# Wago SPS mit KNX und CoDeSys V3



## Daniel_G (13 September 2018)

Ich überlege mir eine CoDeSys SPS zu kaufen und möche es mit dem KNX Netz verbinden. 
Ich möchte gerne das neue CoDeSys nutzen also V3 somit das _*e!*__COCKPIT._ 
Wenn ich jetzt eine PFC100 oder PFC200 kaufe kann ich da ein KNX/EIB/TP1-Modul einbinden und nutzen ?

Danke im vorraus
Gruß Daniel


----------



## fraggle-m (13 September 2018)

Hallo Daniel,

die Anbindung eines PFC200 an KNX über die TP1 Klemme mit e!cocpit funktioniert bei mir schon eine ganze Weile problemlos.

Gruss
Frank


----------



## .:WAGO::0100409:. (14 September 2018)

Hallo Daniel_G,

das KNX-Modul 753-646 kann unter e!COCKPIT problemlos eingesetzt werden.
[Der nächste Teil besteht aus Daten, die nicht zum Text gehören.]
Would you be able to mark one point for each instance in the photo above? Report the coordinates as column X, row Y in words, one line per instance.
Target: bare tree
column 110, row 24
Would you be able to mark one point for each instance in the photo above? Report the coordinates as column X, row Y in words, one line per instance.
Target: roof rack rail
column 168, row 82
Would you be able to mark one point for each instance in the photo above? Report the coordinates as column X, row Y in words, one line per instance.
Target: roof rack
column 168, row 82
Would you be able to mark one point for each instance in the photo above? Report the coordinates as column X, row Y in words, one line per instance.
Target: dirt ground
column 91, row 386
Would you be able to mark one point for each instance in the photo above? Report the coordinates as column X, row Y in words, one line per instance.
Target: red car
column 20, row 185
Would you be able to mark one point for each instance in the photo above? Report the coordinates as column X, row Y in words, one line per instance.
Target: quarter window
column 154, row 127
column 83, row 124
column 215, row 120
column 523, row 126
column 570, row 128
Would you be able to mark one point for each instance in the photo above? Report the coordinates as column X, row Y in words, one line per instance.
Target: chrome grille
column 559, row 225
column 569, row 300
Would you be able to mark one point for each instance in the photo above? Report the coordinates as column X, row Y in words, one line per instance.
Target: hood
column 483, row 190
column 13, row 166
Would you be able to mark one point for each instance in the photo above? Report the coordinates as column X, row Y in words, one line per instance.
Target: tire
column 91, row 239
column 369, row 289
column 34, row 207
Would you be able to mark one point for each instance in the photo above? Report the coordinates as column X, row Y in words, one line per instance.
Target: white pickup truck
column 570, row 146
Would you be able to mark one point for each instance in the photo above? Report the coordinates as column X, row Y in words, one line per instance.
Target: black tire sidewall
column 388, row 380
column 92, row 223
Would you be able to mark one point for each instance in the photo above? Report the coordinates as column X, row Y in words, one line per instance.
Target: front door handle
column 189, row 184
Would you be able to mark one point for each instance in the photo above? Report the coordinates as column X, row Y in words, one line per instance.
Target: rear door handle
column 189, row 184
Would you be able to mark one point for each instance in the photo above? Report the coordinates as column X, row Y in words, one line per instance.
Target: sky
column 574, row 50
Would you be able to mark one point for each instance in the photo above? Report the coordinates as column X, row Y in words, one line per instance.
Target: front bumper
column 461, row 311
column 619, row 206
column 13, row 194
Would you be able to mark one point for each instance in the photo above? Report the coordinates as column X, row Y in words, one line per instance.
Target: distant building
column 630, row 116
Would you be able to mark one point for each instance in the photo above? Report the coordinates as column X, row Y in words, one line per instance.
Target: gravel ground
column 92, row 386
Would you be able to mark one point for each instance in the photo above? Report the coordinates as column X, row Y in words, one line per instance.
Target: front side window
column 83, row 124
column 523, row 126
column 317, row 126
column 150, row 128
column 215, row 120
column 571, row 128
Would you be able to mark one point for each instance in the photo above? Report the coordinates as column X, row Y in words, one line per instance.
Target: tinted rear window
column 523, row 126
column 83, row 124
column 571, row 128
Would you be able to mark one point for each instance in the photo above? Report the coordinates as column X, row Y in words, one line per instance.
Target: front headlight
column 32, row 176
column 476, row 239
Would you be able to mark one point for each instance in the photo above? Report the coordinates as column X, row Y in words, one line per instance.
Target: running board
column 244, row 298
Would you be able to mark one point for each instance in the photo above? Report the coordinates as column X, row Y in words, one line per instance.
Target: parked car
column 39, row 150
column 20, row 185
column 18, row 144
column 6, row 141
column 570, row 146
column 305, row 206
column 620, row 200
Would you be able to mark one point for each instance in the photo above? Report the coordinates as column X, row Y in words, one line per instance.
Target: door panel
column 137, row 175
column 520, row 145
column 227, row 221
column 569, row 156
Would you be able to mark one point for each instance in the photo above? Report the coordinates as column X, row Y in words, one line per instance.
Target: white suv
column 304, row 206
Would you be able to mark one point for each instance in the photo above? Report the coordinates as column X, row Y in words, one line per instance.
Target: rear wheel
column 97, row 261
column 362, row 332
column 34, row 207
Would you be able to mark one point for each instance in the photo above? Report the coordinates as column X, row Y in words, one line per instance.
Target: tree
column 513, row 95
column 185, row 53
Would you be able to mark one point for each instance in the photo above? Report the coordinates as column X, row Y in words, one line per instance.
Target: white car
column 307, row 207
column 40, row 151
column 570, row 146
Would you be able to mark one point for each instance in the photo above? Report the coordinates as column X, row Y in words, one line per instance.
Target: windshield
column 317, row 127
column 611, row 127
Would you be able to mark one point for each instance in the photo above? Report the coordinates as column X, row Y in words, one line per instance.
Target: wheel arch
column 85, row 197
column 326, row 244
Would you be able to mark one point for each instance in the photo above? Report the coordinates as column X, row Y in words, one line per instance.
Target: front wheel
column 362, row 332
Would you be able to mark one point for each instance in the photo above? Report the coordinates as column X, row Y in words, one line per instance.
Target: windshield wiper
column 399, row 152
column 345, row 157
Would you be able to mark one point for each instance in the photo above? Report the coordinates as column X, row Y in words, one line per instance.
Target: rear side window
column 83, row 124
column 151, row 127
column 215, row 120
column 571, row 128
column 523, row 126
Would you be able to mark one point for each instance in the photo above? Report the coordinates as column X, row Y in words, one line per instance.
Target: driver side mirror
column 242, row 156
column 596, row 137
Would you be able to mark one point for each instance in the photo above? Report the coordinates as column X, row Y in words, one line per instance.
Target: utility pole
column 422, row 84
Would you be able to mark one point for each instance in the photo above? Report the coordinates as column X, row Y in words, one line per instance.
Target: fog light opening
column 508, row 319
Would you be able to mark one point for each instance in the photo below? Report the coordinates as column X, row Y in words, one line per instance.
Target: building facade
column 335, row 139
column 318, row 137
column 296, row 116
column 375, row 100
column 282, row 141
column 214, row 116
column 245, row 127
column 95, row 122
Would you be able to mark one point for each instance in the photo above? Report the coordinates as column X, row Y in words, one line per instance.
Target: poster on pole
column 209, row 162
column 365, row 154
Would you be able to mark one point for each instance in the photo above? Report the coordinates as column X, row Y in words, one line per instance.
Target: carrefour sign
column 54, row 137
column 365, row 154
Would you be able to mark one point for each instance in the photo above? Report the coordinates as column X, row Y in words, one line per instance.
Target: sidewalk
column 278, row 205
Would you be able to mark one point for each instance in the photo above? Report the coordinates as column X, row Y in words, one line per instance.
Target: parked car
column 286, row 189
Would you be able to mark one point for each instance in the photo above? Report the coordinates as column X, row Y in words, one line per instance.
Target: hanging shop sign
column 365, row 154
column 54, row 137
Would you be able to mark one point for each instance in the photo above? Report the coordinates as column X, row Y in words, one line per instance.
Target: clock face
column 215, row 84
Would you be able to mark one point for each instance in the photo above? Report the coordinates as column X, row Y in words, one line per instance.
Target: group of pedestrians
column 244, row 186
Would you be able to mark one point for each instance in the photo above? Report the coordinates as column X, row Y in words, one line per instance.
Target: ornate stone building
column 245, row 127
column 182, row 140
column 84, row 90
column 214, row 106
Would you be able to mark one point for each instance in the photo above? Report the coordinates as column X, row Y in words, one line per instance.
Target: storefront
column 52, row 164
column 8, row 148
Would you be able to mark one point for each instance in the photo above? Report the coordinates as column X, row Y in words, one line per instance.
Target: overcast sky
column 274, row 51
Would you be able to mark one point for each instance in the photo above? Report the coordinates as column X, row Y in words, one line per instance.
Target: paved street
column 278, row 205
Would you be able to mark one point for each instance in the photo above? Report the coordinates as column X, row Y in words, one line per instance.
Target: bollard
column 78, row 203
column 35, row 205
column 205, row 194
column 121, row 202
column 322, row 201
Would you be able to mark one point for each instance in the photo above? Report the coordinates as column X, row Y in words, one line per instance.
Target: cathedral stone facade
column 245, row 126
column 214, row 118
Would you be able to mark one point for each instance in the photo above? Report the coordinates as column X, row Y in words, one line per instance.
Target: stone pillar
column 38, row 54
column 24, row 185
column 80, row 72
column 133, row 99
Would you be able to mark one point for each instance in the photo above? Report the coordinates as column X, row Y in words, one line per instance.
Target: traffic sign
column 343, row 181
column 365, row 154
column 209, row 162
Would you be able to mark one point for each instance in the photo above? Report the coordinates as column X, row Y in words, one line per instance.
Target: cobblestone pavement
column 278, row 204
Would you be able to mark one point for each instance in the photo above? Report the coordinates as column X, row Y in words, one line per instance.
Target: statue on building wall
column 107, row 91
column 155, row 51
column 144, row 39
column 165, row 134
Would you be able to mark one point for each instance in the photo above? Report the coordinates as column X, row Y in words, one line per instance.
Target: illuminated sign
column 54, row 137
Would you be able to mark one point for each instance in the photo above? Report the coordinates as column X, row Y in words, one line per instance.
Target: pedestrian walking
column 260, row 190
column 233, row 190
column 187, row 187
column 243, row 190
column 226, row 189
Für den leichteren Einstieg gibt es einen Anwendungshinweis: www.wago.com/de/d/15515.


----------



## Daniel_G (14 September 2018)

Vielen Dank das war die Info die ich wollte, hatte gelesen das es nicht geht ... von 2016 waren die Beiträge daher sehr wahrscheinlich nicht mehr aktuell.


----------



## GLT (14 September 2018)

e!Cockpit ist ja noch in der "Entwicklung" u. in 2 Jahren hat sich doch einiges getan :wink:


----------



## Daniel_G (15 September 2018)

Das stimmt geht immer weiter aber wenn man so viel Geld ausgeben möchte muss man sicher sein das es geht ;-)

Ich habe noch eine Frage, wenn ich jetzt bestellen möchte gibt es noch was zu beachten ? Ich hatte vor folgendes zu bestellen: 

2759-0101/1111-5000 e!Cockpit-Ein-Platz-Starterkit-Lizenz

750-8206 Wago SPS Controller PFC200 CS 2ETH RS CAN DPS

758-879/000-3102 microSD Speicherkarte, 2 Gbyte

753-646 Wago KNX/EIB/TP1-Klemme

Benötige ich ein Programmierkabel oder geht es über Netzwerk?

Benötige ich noch was für den Betrieb? 
Ist die 750-600 Busendklemme auch erforderlich oder bei der SPS bei ?

SPS Netzteil habe ich.
 Gruß Daniel


----------



## fraggle-m (15 September 2018)

Hallo Daniel,

bei dem Starterkit ist ein PFC100 eco und noch einiges mehr mit dabei, zum testen brauchst Du eigentlich nur die KNX TP1 Klemme. 

Gruss

Frank


----------



## GLT (15 September 2018)

Natürlich ist KNX-Netzteil, KNX-Schnittstelle und ETS  zusätzlich erforderlich.

Der Eco-Controller reicht dicke.


----------



## Daniel_G (15 September 2018)

Ich habe schon ein KNX System am laufen und es arbeitet mit 2 s7 Steuerungen und einem Profinet KNX Gateway zusammen. Das ganze geht auch gut aber ich möchte nun auch mal mit Codesys arbeiten und deshalb plane ich diese Anschaffung. Ich habe in der S7 Welt und mit TIA jeden Tag zu tun. Mal sehen wie es wo anders läuft.

Ich habe die PFC200 angedacht weil ich den Aufpreis zur 100er nicht als so extrem ansehe und wenn es doch mehr wird soll noch Luft nach oben haben.

Generelle Frage...
... brauch ich nen Programmierkabel oder reicht ein Ethernet Kabel ?

... brauche ich die Abschlussklemme oder ist die bei der CPU bei ?

Starter set Plane ich derzeit nicht zu kaufen.


----------



## fraggle-m (16 September 2018)

Hallo,

und wie möchtest Du das mit der Lizenz für das e!cocpit machen, aus meiner sich ist ein Starterkit die günstigste Variante an eine zu kommen.
Die erste Artikelnummer bei deiner Aufstellung ist übrigens das Starterkit.

Gruss

Frank


----------



## GLT (16 September 2018)

Daniel_G schrieb:


> Starter set Plane ich derzeit nicht zu kaufen.


Du verlinkst ein komplettes Starterkit als avisierte Bestellung, willst es aber nicht kaufen? :shock:
Ja, was denn nun?

Eine 600er-Endklemme wird IMMER benötigt, damit der K-Bus abgeschlossen wird.
Programmierkabel benötigt man nicht zwingend - Ethernet tut's.


----------